Sandra G. gerät nach eigenen Angaben im Oktober 2010 auf Empfehlung ihrer Friseurin an die Praxis des Zahnarztes. Vor Dentisten ist ihr nicht bang, und von Amir D. will sie nur eins: einheitlich helle, schönere Zähne. „Er hat mir Kronen empfohlen, da meine Zähne nicht ganz einwandfrei waren“, sagt die 41-Jährige. Zu Verblendschalen, sogenannten Veneers, als milde Alternative zur Aufhellung habe ihr Amir D. nicht geraten. In einem ersten Schritt habe ihr der Arzt unter Vollnarkose 24 Zähne runtergeschliffen – viel zu tief, wie sich später herausstellt. In einem zweiten Schritt sei ihr Gebiss komplett überkront worden.

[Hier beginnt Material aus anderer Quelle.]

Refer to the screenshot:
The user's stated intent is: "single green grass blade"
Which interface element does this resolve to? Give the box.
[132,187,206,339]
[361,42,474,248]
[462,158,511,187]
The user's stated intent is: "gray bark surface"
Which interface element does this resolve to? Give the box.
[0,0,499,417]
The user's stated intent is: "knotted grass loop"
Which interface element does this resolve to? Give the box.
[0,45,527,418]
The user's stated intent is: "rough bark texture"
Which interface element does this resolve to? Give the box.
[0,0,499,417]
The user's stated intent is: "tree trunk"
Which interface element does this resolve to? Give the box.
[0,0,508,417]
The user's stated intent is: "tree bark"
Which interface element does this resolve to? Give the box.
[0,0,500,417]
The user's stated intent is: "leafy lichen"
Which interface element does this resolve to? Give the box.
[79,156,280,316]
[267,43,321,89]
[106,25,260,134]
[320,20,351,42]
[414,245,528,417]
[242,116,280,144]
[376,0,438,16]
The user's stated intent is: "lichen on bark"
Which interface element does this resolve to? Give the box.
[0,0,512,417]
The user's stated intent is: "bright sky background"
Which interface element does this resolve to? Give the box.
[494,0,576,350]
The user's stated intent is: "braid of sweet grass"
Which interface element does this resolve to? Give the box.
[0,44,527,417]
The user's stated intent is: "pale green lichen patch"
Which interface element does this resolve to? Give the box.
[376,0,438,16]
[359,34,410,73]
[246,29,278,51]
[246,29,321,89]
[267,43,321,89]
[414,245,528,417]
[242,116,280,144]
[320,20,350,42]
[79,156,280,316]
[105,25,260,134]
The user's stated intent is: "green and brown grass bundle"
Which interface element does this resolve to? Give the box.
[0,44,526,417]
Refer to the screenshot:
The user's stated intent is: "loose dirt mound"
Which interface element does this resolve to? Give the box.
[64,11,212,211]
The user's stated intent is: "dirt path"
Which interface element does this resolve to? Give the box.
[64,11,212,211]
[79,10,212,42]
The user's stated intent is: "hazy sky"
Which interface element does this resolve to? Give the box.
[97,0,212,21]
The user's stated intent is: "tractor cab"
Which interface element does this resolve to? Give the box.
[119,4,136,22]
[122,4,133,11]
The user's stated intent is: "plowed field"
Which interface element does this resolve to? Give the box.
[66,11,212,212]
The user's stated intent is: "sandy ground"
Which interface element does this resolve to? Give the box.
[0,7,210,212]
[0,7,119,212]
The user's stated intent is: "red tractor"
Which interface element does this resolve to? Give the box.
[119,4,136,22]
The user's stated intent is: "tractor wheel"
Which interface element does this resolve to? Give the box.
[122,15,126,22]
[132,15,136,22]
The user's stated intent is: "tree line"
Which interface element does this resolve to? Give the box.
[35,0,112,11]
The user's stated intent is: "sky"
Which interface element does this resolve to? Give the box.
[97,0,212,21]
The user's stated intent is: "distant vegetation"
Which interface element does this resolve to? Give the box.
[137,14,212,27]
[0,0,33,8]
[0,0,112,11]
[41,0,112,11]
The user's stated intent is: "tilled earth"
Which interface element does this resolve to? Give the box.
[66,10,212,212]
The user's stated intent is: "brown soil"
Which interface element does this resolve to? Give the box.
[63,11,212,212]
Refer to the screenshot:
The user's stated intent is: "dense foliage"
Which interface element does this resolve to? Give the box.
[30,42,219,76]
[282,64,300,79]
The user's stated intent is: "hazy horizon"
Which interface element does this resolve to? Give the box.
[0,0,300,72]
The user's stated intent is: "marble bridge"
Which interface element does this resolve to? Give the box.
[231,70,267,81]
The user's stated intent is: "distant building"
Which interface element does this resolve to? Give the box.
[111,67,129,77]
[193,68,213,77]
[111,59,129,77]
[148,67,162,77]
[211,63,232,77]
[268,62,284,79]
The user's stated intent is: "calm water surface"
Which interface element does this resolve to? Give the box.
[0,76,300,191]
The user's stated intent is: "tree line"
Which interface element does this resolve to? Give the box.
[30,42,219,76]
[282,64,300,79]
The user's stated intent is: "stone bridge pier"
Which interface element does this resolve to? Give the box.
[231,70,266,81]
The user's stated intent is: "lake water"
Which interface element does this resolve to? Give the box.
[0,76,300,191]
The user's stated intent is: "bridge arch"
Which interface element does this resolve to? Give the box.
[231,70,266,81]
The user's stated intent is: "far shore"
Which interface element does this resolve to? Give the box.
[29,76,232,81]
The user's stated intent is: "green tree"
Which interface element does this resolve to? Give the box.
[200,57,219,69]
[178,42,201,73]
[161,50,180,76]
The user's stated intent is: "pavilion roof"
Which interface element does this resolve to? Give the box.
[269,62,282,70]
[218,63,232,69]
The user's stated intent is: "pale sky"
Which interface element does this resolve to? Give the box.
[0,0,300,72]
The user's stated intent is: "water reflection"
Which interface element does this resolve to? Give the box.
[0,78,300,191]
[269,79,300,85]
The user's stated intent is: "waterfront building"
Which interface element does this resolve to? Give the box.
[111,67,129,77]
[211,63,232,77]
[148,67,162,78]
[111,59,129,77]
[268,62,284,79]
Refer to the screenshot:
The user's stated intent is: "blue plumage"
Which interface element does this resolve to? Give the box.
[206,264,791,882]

„Wenig später wackelten zwei Zähne, alle Kronen hatten einen Grünstich, meine Zähne sahen aus wie Stäbchen.“ Sie habe genau das Gegenteil von dem bekommen, was sie wollte. Die zwei Wackelzähne habe der Arzt sodann gezogen und die Kronen auf ihren dringenden Wunsch hin wieder entfernt. „Ich hatte irrsinnige Schmerzen“, berichtet die Zeugin. „Jeder weiß, wie sich ein kaputter Zahn anfühlt, aber wenn alle Zähne angeschnitten sind und die Nerven frei liegen – das schlägt alles.“

Unter den eingesetzten provisorischen Kronen habe sich ihr Zahnfleisch entzündet. Die von Amir D. geforderten 17.000 Euro für die Behandlung habe sie nicht gezahlt. „Wofür auch, für kaputte Zähne?“. Ein anderer Arzt habe ihr neue, gut sitzende Kronen eingesetzt. Weil Amir D. ihre Zähne jedoch viel zu tief abgeschliffen habe, seien ihre Zähne noch wurzelbehandelt worden: „Alle bis auf zwei.“ Auf den Kosten für die Korrektureingriffe in Höhe von 35.000 Euro sei sie bis heute sitzen geblieben.

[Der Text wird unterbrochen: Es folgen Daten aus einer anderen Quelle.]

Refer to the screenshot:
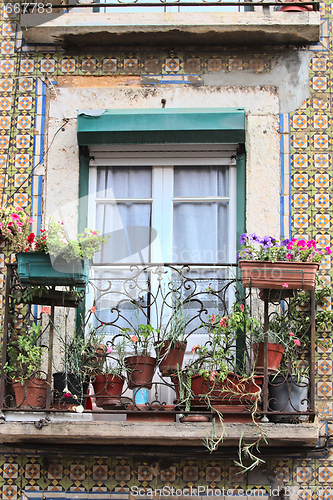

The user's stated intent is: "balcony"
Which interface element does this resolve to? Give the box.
[14,0,320,50]
[0,264,318,462]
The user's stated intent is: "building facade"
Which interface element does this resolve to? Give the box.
[0,2,333,500]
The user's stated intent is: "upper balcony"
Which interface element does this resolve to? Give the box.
[14,0,320,48]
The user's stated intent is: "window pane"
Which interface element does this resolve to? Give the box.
[94,203,151,264]
[97,167,152,198]
[174,165,229,198]
[172,203,229,263]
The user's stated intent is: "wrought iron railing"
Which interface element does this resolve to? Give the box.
[8,0,319,17]
[0,264,315,422]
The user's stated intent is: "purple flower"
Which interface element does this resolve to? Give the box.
[239,233,247,245]
[261,236,272,248]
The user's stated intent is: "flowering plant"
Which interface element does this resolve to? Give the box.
[186,302,259,382]
[25,219,106,262]
[0,207,33,252]
[237,233,332,263]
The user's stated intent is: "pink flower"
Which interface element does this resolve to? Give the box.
[219,316,228,328]
[191,345,200,354]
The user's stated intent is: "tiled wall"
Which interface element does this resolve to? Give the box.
[0,0,333,500]
[0,455,332,500]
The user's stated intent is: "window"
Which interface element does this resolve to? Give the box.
[89,144,236,348]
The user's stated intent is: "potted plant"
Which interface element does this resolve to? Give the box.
[123,324,159,390]
[268,277,333,422]
[155,297,188,377]
[251,322,285,374]
[92,339,125,410]
[0,206,33,253]
[4,323,47,409]
[238,233,331,290]
[16,219,106,286]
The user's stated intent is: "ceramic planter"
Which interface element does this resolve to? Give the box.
[268,375,310,422]
[53,372,89,408]
[158,340,187,377]
[16,252,89,286]
[171,372,263,406]
[125,356,156,389]
[252,342,284,373]
[92,373,124,410]
[12,377,47,410]
[238,260,319,290]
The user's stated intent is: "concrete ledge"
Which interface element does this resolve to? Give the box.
[0,416,319,449]
[21,11,320,46]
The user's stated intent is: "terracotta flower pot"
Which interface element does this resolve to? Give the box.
[238,260,319,290]
[13,377,47,409]
[92,373,124,409]
[53,372,89,407]
[126,404,176,423]
[252,342,284,373]
[159,340,187,377]
[171,372,263,406]
[125,356,156,389]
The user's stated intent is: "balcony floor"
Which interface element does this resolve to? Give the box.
[0,412,319,451]
[21,11,320,47]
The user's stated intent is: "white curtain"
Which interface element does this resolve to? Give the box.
[95,167,152,264]
[173,166,229,263]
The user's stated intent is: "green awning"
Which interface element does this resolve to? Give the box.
[77,108,246,146]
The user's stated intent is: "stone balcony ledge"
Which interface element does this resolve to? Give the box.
[0,412,319,450]
[21,10,321,47]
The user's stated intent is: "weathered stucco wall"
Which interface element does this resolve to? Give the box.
[45,82,280,242]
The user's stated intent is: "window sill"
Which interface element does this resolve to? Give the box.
[0,412,319,451]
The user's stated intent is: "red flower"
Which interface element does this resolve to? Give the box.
[28,233,35,244]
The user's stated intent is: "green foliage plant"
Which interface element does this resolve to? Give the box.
[4,323,47,384]
[122,323,159,356]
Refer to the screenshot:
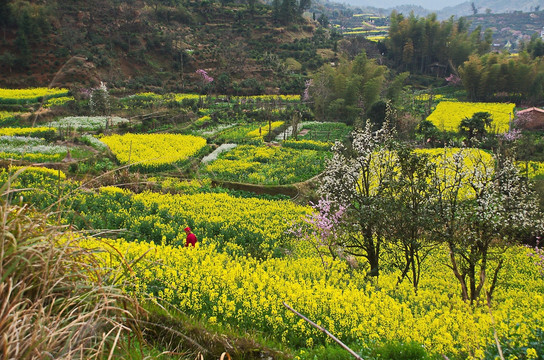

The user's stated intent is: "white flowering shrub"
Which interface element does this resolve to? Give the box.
[48,116,128,131]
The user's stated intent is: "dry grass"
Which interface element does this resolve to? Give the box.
[0,180,138,360]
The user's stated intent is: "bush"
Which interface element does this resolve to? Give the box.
[0,190,136,360]
[375,341,431,360]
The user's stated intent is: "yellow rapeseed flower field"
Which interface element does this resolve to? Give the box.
[427,101,515,133]
[0,126,56,136]
[101,134,206,170]
[79,239,544,359]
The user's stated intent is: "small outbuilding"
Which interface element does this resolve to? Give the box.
[515,107,544,130]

Eigentlich wollte sie nur ein Implantat einsetzen lassen

Dina A. ist eine weitere Patientin von Amir D. Auch sie wolle „nur ihre Ruhe“, Schmerzen habe sie schon genug, so die Zeugin. Sie habe sich 2009 lediglich ein Implantat einsetzen lassen wollen – woraus nach der ersten Untersuchung drei geworden seien. Ansonsten seien ihre Zähne „völlig gesund“ gewesen. Unter Vollnarkose sei, gegen ihren ausdrücklichen Wunsch, der Großteil ihrer Zähne abgeschliffen und provisorisch überkront worden.

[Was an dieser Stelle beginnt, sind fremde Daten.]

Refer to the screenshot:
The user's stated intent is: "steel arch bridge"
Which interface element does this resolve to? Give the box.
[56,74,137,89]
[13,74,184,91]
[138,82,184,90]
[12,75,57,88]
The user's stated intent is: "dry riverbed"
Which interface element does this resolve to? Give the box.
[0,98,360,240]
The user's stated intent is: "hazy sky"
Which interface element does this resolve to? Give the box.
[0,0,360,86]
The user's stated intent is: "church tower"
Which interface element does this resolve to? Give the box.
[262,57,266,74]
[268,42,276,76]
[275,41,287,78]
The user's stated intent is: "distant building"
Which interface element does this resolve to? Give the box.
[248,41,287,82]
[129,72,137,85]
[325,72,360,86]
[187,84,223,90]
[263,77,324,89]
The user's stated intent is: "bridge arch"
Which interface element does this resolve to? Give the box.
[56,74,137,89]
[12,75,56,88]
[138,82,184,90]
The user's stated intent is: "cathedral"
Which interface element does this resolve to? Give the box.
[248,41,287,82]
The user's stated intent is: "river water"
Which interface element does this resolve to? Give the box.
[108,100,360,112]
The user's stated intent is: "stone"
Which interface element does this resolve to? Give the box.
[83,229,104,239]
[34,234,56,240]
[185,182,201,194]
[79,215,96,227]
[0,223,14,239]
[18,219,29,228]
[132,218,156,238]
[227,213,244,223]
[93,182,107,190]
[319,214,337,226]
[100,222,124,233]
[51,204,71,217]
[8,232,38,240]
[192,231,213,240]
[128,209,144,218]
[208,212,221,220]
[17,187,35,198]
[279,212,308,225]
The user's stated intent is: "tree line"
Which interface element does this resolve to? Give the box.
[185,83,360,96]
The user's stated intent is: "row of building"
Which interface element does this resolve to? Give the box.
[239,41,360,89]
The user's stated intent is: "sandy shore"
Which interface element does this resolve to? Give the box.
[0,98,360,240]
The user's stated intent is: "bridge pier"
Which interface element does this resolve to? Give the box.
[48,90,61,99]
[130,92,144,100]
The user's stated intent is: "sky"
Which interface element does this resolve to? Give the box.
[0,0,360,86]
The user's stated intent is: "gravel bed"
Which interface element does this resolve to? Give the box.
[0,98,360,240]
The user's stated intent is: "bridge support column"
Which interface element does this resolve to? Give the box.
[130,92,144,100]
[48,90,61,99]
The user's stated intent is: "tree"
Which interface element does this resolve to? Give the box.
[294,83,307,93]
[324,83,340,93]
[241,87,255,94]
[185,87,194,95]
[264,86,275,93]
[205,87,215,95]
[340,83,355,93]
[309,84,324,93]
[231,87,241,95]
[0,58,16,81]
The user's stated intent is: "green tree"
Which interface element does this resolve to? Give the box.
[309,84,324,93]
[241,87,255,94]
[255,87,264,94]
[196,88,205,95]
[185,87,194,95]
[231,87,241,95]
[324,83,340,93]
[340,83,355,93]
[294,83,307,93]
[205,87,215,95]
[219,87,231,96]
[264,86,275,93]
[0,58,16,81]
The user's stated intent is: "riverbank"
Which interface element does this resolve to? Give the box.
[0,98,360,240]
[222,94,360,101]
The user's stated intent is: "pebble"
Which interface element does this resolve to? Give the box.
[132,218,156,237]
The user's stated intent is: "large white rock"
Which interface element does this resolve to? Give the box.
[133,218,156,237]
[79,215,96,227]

„Die Zähne waren so runtergeschliffen, sie sahen aus wie Mäusezähne. Er hat mir dann versprochen, mein Gebiss wieder in Ordnung zu bringen“, sagt Dina A. Zeitweise sei sie bis zu dreimal pro Woche bei ihm gewesen. Doch die darauf eingesetzten dauerhaften Kronen seien immer wieder herausgefallen. Zudem habe ihr Amir D. nicht, wie gewünscht, Kunststoff-Kronen eingesetzt, sondern, trotz ihrer Nickel-Allergie „so metallische Kronen“, sagt Dina A. „Die billigsten überhaupt.“

Und Zahnarzt Amir D.? Der bestreitet die Vorwürfe. Laut „Bild“ habe er stets nur auf „Wunsch der Patienten“ gehandelt. Der Prozess wird fortgesetzt.